Smith launched SmithTrade in 2024 as its exclusive online marketplace for customers to buy, bid on, and sell excess components, peripherals, and equipment. The platform connects vendors holding excess inventory to interested buyers.

All products sourced through Smith and SmithTrade are authenticated and verified in the company’s two in-house laboratories in accordance with ISO/IEC 17025.

==Sustainability==
Since 2011, Smith has been “committed to work toward becoming a climate neutral, zero waste-to-landfill distributor.” That year, the company launched its Sustainability Group to help guide the company’s environmental initiatives. Since then, Smith has converted its headquarters to use motion-activated LED lighting and solar thermal water heating to reduce energy consumption. It has also installed solar panels on the roof and across its parking lot, as well as adding electric-vehicle charging stations to encourage employees to drive electric.

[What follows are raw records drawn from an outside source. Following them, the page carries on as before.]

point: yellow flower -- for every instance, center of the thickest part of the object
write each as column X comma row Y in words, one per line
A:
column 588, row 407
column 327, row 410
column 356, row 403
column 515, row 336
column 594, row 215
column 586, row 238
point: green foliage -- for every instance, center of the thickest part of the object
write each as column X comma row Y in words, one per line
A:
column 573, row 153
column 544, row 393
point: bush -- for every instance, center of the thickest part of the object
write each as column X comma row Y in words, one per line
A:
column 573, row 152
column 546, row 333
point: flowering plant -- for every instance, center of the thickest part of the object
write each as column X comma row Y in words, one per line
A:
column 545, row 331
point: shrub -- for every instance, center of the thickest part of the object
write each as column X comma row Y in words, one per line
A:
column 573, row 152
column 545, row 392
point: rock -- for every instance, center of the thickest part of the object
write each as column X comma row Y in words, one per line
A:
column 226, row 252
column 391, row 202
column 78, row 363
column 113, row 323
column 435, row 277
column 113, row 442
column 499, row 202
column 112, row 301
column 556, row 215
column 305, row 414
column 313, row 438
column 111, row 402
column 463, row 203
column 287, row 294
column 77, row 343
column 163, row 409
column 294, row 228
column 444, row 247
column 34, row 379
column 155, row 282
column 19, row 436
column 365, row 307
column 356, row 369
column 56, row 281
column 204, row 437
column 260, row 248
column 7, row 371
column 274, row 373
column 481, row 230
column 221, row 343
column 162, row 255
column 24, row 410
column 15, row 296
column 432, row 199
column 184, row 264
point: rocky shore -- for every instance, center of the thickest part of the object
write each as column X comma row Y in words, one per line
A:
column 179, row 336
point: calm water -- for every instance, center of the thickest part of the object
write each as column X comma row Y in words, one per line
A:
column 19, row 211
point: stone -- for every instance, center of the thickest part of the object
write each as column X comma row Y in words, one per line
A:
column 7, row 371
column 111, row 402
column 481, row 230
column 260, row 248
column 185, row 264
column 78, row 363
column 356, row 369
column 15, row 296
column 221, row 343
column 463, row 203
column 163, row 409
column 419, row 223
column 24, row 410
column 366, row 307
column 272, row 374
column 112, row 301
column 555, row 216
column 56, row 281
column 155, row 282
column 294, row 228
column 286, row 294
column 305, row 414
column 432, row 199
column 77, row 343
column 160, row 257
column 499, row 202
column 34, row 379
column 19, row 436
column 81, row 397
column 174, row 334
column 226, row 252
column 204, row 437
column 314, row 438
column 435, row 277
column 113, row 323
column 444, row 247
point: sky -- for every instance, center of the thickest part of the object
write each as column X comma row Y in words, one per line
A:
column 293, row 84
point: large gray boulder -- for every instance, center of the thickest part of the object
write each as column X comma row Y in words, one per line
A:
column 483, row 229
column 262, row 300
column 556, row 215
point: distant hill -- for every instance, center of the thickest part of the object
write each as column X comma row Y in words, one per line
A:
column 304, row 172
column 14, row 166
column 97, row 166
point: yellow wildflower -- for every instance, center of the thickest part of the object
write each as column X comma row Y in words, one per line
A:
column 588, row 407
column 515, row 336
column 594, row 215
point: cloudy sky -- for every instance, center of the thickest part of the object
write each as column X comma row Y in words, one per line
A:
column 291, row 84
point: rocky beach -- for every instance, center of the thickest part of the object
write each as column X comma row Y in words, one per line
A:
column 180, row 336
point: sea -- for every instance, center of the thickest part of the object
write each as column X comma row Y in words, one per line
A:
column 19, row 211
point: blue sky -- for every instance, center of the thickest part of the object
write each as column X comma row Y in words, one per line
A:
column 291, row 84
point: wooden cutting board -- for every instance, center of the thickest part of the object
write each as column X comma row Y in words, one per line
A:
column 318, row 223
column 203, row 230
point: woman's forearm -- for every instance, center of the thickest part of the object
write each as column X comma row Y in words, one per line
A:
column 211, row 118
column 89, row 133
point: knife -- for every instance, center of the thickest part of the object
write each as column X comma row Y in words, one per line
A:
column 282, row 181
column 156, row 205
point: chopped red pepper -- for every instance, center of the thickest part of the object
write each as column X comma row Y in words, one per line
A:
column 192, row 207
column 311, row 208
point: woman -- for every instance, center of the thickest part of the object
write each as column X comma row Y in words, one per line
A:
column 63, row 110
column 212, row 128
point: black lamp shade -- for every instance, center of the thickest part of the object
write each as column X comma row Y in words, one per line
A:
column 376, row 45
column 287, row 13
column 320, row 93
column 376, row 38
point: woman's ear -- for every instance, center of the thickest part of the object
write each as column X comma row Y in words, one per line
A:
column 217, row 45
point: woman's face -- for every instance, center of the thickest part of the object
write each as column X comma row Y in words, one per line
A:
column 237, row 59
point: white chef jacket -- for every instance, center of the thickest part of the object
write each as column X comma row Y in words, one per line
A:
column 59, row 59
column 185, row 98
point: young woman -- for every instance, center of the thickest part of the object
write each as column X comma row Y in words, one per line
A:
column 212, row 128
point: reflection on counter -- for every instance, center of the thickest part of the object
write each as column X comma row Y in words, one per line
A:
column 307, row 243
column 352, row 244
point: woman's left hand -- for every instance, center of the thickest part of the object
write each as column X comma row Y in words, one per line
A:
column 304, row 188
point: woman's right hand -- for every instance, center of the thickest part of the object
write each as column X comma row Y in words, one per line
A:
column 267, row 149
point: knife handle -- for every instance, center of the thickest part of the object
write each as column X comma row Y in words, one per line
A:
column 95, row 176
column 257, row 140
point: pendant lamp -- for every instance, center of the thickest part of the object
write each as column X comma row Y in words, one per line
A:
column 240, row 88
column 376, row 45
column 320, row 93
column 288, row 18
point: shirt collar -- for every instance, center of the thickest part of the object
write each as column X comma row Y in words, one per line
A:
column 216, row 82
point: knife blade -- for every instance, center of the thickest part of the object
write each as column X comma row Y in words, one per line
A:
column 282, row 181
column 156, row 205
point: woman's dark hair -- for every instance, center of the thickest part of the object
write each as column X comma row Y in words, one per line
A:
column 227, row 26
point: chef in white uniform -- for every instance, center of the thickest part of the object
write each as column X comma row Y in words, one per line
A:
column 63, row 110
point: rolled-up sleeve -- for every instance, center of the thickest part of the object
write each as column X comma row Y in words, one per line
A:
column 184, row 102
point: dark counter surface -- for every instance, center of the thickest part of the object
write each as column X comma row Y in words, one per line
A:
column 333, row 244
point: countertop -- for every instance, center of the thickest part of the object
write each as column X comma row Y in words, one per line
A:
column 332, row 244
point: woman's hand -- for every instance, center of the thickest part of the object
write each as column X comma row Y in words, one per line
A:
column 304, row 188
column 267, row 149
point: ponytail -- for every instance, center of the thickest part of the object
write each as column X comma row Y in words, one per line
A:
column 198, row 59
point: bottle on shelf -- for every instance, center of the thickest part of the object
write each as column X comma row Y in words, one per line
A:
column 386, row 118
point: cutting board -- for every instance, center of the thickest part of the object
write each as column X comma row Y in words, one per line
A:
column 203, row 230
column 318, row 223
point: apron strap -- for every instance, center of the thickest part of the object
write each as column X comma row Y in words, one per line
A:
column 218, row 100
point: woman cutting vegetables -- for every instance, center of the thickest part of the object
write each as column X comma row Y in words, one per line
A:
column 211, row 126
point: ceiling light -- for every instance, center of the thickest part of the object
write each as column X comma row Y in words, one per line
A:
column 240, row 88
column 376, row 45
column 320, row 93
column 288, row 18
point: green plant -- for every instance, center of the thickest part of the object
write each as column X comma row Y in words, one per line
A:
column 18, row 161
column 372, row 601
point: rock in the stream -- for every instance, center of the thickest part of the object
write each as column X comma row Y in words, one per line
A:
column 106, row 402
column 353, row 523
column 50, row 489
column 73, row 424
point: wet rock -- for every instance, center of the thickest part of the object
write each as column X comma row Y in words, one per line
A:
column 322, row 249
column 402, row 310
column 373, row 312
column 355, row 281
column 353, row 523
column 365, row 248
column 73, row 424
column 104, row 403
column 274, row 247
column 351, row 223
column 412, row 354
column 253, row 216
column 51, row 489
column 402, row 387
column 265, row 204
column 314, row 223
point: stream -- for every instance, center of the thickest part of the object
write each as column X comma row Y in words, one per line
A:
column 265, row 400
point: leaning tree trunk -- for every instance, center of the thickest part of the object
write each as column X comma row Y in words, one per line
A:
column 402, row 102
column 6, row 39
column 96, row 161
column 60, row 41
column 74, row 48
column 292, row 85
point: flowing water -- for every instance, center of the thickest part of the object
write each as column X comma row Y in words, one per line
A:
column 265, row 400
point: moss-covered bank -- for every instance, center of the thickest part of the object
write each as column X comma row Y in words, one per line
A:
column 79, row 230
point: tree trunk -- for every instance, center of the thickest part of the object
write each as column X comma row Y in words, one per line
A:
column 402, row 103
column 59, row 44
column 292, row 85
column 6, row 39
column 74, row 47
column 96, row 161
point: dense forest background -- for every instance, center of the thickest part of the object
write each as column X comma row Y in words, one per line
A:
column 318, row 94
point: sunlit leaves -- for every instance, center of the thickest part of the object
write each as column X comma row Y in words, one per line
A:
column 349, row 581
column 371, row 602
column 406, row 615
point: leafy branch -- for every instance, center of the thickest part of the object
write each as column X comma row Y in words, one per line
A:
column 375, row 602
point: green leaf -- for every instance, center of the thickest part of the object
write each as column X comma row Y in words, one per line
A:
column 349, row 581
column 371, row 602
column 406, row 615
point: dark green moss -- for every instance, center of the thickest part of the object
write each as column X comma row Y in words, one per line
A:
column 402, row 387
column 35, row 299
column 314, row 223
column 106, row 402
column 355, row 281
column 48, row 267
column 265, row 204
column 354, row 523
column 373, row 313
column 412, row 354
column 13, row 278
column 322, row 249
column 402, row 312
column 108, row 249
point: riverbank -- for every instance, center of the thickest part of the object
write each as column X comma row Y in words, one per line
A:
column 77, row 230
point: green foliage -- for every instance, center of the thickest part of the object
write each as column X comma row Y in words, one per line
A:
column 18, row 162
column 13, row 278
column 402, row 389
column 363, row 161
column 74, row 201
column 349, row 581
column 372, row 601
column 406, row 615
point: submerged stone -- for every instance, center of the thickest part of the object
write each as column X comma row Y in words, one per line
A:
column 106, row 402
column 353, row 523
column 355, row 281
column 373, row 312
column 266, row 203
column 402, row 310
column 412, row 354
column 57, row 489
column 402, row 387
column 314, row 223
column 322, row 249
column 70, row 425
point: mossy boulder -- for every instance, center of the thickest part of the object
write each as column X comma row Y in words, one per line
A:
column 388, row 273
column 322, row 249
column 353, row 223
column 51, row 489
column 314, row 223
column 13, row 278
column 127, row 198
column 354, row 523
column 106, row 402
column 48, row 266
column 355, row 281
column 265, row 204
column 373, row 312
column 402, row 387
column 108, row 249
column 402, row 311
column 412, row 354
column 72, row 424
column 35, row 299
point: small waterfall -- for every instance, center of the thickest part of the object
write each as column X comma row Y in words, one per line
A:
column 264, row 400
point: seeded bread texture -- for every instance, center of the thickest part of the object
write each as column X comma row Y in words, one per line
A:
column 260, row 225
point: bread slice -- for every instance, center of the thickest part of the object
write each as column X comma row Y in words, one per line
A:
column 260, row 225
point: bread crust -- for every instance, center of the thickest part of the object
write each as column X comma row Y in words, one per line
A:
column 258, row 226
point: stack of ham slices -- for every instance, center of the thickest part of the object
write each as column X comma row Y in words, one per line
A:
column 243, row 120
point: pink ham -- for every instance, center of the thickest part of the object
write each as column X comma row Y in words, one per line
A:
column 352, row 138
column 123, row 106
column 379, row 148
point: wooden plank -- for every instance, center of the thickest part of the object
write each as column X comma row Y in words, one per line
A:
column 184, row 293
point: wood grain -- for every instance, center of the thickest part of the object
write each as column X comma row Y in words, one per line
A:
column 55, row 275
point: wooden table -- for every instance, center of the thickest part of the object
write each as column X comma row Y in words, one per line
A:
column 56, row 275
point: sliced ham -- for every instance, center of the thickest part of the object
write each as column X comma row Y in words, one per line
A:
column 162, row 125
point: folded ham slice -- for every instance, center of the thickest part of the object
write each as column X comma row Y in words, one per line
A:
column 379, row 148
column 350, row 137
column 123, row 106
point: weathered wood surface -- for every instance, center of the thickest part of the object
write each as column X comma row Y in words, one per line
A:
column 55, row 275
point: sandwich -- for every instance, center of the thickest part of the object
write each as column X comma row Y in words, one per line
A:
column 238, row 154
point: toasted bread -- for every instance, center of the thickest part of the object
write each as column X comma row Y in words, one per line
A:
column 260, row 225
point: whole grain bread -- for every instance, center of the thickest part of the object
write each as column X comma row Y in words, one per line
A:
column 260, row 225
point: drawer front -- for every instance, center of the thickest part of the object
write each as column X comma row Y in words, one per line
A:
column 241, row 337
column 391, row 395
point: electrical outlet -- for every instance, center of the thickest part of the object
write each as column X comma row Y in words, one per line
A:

Smith was named Overall Winner: Greatest Implementation of Green Building Innovations in Houston's 2011 Green Office Challenge, the United States' largest Green Office Challenge for 2011. Smith's headquarters have been certified to ISO 14001 since 2005 and to R2v3 since 2015. Its Amsterdam operational hub achieved WEEELABEX certification in 2024 for responsible processing and disposing of electronic waste. In 2025, the company was awarded a Bronze Medal from EcoVadis for its strong progress in advancing environmental, social, and ethical practices throughout its global operations and broader supply chain, placing it among the top 35 percent of all organizations globally. It also received a B (Management) grade for climate change from CDP for actively addressing their environmental impact and ensuring strong environmental-management practices across the full scope of their business.

==Culture==
As a family-owned company with deep ties to cities around the world, Smith contributes to global charities and supports philanthropic events every year in its local communities.

Smith was recognized by the Houston Business Journal with an Outstanding Diversity Helping Hand award in 2021 and named as one of its Best Family-Owned Businesses in 2023.

Smith has also been recognized by Comparably for numerous workplace recognition awards. Based on anonymous feedback from Smith’s employees, the company has received more than 30 awards since 2022. It was recognized on Comparably’s 2025 lists for the Best Company Culture, Best CEOs, Best Company Compensation, Best Company Perks & Benefits, Happiest Employees, Best Company Work-Life Balance, Best Sales Teams, Best Leadership Teams, Best Career Growth, Best Company for Diversity, Best Company for Women, and Best Company Outlook. It has already been recognized by Comparably in 2026 on its Best Company for Diversity and Best Company for Women lists.

According to Smith, more than 60 Smith employees have been with the company for at least 20 years.